Does anyone here run the subs? I'm really just looking for something on a budget to get the job done in a 10x12 room.


----------



## BlackLac (Aug 8, 2005)

I'll tell ya tomorrow, I jut got a 8" in today for my computer.


----------



## tyroneshoes (Mar 21, 2006)

Id buy it. Even if you're not happy, (which I doubt in a small room) you can upgrade the sub or amp. Thats like the price of the empty enclosure. I personally just see no reason to not build your own home audio sub. But that price is pretty damn amazing.


----------



## ErinH (Feb 14, 2007)

tyroneshoes said:


> Id buy it. Even if you're not happy, (which I doubt in a small room) you can upgrade the sub or amp. Thats like the price of the empty enclosure. I personally just see no reason to not build your own home audio sub. But that price is pretty damn amazing.


That's my reasoning. At the price, it's even cheaper than DIY.

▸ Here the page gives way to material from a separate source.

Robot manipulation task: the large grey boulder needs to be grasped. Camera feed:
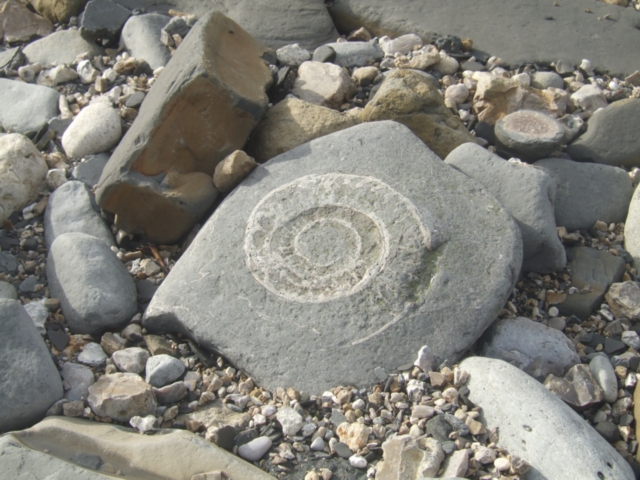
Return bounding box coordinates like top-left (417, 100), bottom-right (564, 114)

Things will be different when I build a HT room, but right now I honestly just don't feel like DIY.


----------



## BlackLac (Aug 8, 2005)

For $80. It's a steal.  

I'm in love.


----------



## kunuggs (Jun 26, 2005)

I just got the sub-100 and the uber cheap sub cable from PE for $114 shipped. I have absolutely no complaints. For the money, it's a steal. Does it have some port noise when watching LOTR: Return of the King = Yes. But, it was $114 shipped with a sub cable.

I'd say go for it.


----------



## rdv (May 14, 2007)

i got the sub-120 a few months ago and am pleased with it. really cheap and provides enough rumble to keep me happy. it's placed in my living room. i cant go too loud anyway because of my neighbors below. 

funny thing, i remembered something when kunuggs mentioned port noise. i just got the sub and as soon as it was playing it was making this nasty noise through it's ports, i stuck my hand into one of the ports to check and pulled out a small plastic bag. the noise disappeared right after it was removed. hasnt made any other noises since.


----------



## BlackLac (Aug 8, 2005)

No port noise here, but then again I don't play mine all that loud as I live in a apartment.


----------



## evangelos K (Aug 27, 2005)

I have it and love it. No complains, it is certainly worth the $130 I paid (one year almost ago). Very nice deep bass, no noise whatsoever, way too loud if you want it too w/o distortion.

It is in my Living room inside a "closet" next to the TV/AUDIO setup, so you don't see it; but trust me, you hear it


----------